4. Be Ready to Provide with No Expectations
A user shares, “Only do [become a parent] so if you’re prepared to spend the next 20+ years providing for them, while accepting that they owe you nothing for raising and providing for them, because they were your choice and they didn’t ask to be brought into this world.” The writer goes on to say that people that expect too much from their kids end up miserable- and make their kids miserable too.
5. Set Partner Expectations From the Beginning
A mom shares, “Especially if you are a woman, be very aware of how your partner is with sharing the adulting responsibilities. If you are basically a b***maid [friend with benefits], you will become basically a single mother.” Many parents agreed, saying they had a hard time keeping their work equal with so much weighing on the mom’s shoulders.
Someone else adds that miserable parents are often moms with horrible partners that aren’t picking up the slack.
6. Remeber It’s Not All Bad
Perhaps, negativity gets more attention than all the good parts of parenting. This is summed up well by one user’s comment: “It is f*****g brutal at times. It is also completely and utterly amazing at times. Best decision I ever made.”

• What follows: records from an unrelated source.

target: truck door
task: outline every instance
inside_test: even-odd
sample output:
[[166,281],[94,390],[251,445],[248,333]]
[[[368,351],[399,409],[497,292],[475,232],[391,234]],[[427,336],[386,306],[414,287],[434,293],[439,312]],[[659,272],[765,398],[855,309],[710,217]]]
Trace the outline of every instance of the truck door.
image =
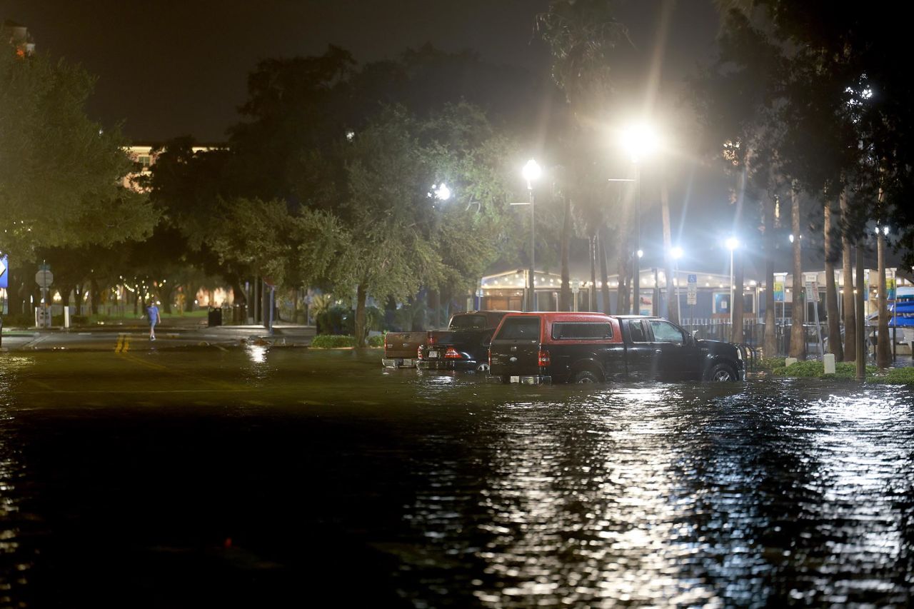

Someone adds, “Everyone seems too enthralled with telling the war stories and skips over the wonder of having small children discovering new things daily.”
7. Get Off Online Forums
Similar to the last piece of advice, a writer brings up a great point. “Keep in mind that Reddit is more negative than the average person. Plus, happy parents rarely talk about it on Reddit, because holy cow this site has some serious anti-kid vibes.
So happy parents, which are the vast majority, tend to keep our traps shut.”
8. Make Sure You Can Afford It
A British mom brings up a point that finances can add major stress and make parents miserable.
“The main issue with having children, particularly in the US, is how unaffordable it is for the majority of the population. I don’t think it’s inherently bad from the perspective of having the child itself but there is something totally exhausting about being expected to work full time to provide basic necessities, being paid a mediocre wage, having to pay for childcare, and then anything unexpected basically threatens to make you and a child homeless. Even a moderate healthcare issue while insured. It’s becoming unaffordable to have kids.”
9. Can You Give Up Your Current Lifestyle?
A little visualization can help with making a decision. Someone shares, “It’s the hardest but most rewarding thing you will probably ever do. Having a kid does mean you sacrifice the person you were before and some people can’t get over that. So think about your life just now and if you’re willing to give up a lot of your independence, cause that little human will determines a lot of your choices, then start really thinking about it. You’ll feel it in your gut when you’re ready, don’t let other’s pressure you. And if you do have a kid just take it day by day and don’t compare yourself to other people, especially online.”
10. Try It Out
While watching other people’s kids is never the same as having your own, some “shadowing” can be helpful for a glimpse into parenthood. “If you can, go and see if you can take care of and be around children, maybe babysit for friends, siblings, cousins etc. or work at a daycare center or as a volunteer at a summer camp. Find out if you love it or hate it.”
11. Don’t Be Afraid
While it’s good to have realistic expectations, don’t be afraid to have kids just because other people like to complain. Most parents would agree you’ll never feel fully ready, just ready enough to jump into the unknown.